La désamortización (confiscation) fut un moyen de mobiliser des ressources pour l'État grâce à la vente de terrains appartenant à l'Église et aux conseils locaux. Les biens désamortis furent proposés à la vente aux enchères publiques.

Mendizábal prévoyait ainsi d'obtenir les ressources nécessaires pour financer l'armée libérale et réduire le grave déficit budgétaire de l'État. Simultanément, les nouveaux acheteurs devaient constituer un soutien social solide, engagé en faveur du triomphe du libéralisme.

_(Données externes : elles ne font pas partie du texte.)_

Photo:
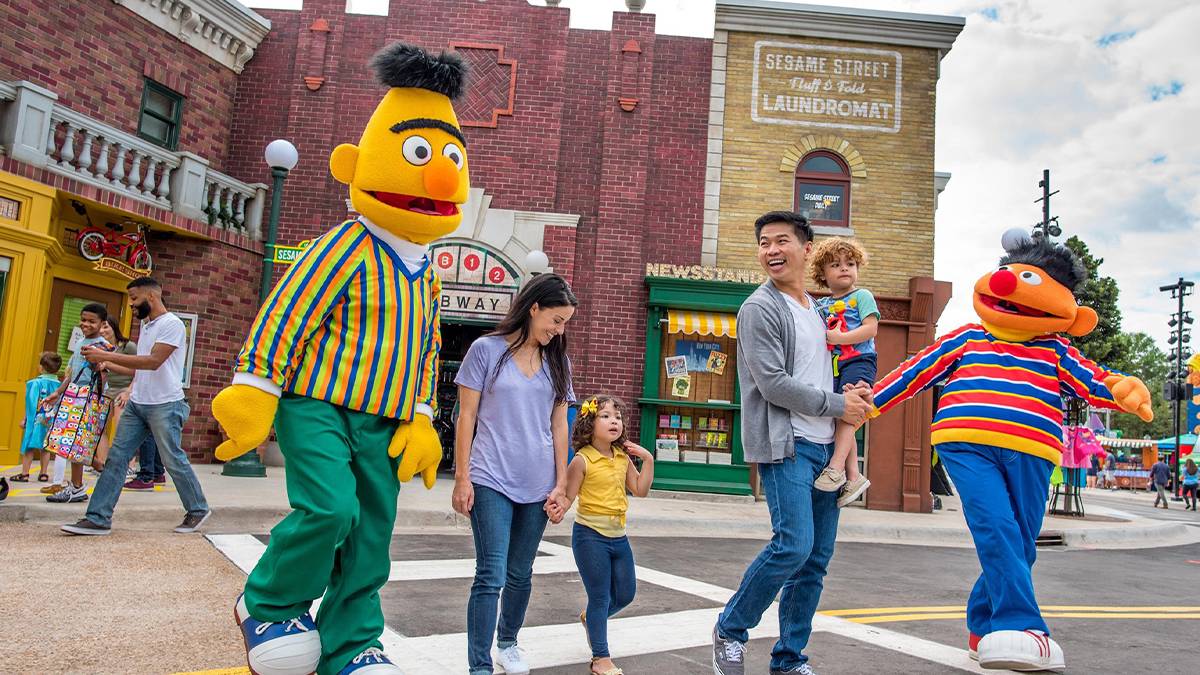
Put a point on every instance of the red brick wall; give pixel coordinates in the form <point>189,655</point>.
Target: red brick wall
<point>220,284</point>
<point>93,54</point>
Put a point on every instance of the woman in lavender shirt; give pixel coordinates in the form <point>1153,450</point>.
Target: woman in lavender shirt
<point>510,457</point>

À plus long terme, ces mesures devaient encourager le développement de l'agriculture, en transformant la terre en une propriété d'entreprise et en incitant les propriétaires à apporter des améliorations dans les formes de culture.

Libéralisation économique

Outre l'abolition du régime féodal et la transformation de la propriété, une série de mesures fut adoptée pour assurer le fonctionnement du marché libre :

  • L'abolition des privilèges de la Mesta.
  • L'abolition des privilèges syndicaux et la reconnaissance de la liberté du commerce et de l'industrie.
  • L'élimination des douanes intérieures.
  • L'abolition des dîmes.

Ces mesures complétèrent le cadre juridique pour la mise en œuvre du libéralisme économique en Espagne.

La Constitution de 1837 : Un compromis libéral

Le gouvernement progressiste convoqua des tribunaux spéciaux pour rédiger un texte constitutionnel visant à adapter la Constitution de 1812 à l'évolution des temps. Le document, approuvé en juin 1837, était concis et laissait de côté un certain nombre de questions (comme les élections, la presse ou les municipalités) qui seraient régies ultérieurement par des lois. L'objectif était d'établir un texte stable qui pourrait être accepté par les modérés.

Principes fondamentaux et éléments modérés

La Constitution progressiste de 1837 proclamait plusieurs des principes fondamentaux du libéralisme :

  • La souveraineté nationale.
  • Un énoncé général des droits de la citoyenneté.
  • Le partage des pouvoirs.
  • La clause d'établissement de l'État.

Elle intégrait également des éléments modérés, notamment :

  • La prévision de deux chambres : la Chambre des Députés et le Sénat (ce dernier n'étant pas électif, mais nommé directement par le roi).
  • L'octroi de pouvoirs considérables à la Couronne.

La Constitution reprenait l'engagement de financement du culte catholique.

Lois complémentaires et retour des Modérés (1837-1840)

D'autres lois vinrent compléter le cadre juridique constitutionnel :

  • La Loi sur la presse (1836) supprima la censure.
  • La Loi électorale (1837) établit un système de franchise basé sur le recensement et extrêmement restreint.

Une fois la Constitution approuvée, de nouvelles élections furent convoquées en octobre 1837 et furent remportées par les modérés. Durant cette période de gouvernement, qui se prolongea jusqu'en décembre 1840, les modérés tentèrent, sans sortir du cadre constitutionnel, de porter atteinte à la législation la plus progressiste de 1837.

En 1840, ils préparèrent une loi électorale plus restrictive, limitèrent la liberté de la presse et une Loi sur les municipalités donna au ministère public le pouvoir de nommer les maires des capitales de province. Ils entamèrent également une loi tendant à restituer les biens confisqués au clergé séculier et préparèrent un projet de réintroduction de la dîme.